On a recent client consult, the prospect told me about all of the tips and systems he’d been using lately to increase his productivity.
“But they’re not working,” he said exasperatedly.
“What does ‘not working’ mean?” I asked him.
“I have resistance to them and don’t follow through.”
“Let’s be very precise here. It’s not that they don’t work. It’s that you don’t like them and don’t stick to them.”
I’ll tell you the same thing that I told him — it’s totally fine not to use certain productivity and time management systems, but acknowledge that it’s you, not the system. (Here’s how you know that’s true: For any given system, there will be thousands of champions who absolutely swear by it, call it life changing, and are willing to invest thousands of dollars to master it.)
Here’s why it’s important: When you chalk it up to the failure of the system, you’re ignoring the power that you have to harness your mind.

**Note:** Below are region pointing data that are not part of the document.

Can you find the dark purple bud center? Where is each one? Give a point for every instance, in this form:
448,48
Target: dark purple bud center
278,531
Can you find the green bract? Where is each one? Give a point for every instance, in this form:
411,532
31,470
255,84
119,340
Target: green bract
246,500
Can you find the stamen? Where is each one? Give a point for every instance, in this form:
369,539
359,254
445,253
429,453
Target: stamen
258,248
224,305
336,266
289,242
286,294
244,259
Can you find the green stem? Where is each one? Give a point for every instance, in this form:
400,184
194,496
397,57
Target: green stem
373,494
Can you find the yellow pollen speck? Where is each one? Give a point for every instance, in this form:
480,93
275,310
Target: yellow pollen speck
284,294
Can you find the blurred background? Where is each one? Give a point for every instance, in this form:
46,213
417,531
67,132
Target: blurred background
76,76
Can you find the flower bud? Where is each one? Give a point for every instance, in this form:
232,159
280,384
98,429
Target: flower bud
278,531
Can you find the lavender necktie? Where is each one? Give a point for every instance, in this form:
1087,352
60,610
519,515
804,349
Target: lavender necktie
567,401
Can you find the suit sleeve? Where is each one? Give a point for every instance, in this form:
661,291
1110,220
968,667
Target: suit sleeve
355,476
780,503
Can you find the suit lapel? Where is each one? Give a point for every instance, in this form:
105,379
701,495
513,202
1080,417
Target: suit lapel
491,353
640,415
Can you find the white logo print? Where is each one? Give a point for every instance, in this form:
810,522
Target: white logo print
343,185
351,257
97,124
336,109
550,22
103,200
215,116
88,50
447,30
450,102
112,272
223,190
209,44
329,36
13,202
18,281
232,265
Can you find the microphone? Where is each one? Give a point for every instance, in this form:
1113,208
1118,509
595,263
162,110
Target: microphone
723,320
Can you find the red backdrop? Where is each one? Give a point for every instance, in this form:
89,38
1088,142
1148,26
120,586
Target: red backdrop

You’ll call it a wash and go off in search of a different, better, shinier tip or strategy that will solve everything for you.
But that won’t work either, because you haven’t solved the underlying belief system that keeps you stuck in the same cycle. (Of feeling overwhelmed, rushed, frazzled, and stressed.)
Here’s a quick exercise that will help you instantly understand your own mind: Ask yourself your thoughts about productivity, time management, punctuality, or focus. Your answers will tell you everything you need to know about what kind of results you’re creating in your life.
If you’re like most people, you’ll have a list that looks like this:
- There’s not enough time
- I can’t stay focused
- It’s normal to show up late
- Everyone else bails constantly too
- I say I’ll do things but then just…don’t
- I can’t figure out why I don’t follow through
Here’s a case study to show how one of those thoughts plays out:
Think about your current to-do list. Does this look familiar?
- → Thought: “I can’t handle this much.”
- → Feeling: Overwhelmed
- → Action: Stall, procrastinate, complain, spin your wheels, don’t do any tasks on your list
- → Result: Nothing gets done, list stays the same; validates that you can’t handle it.
- → Thought: “There’s so much to do, as always.”
- → Feeling: Overwhelmed
- → Action: Do all of your tasks resentfully, make no changes to your systems, don’t say no, don’t brainstorm creative solutions
- → Result: Nothing improves; you create the conditions to prove that there’s always so much to do.
I’ll leave you with these two questions: What if your feeling is created solely by your thought about your to-do list, not your to-do list itself? And what if that thought can be changed?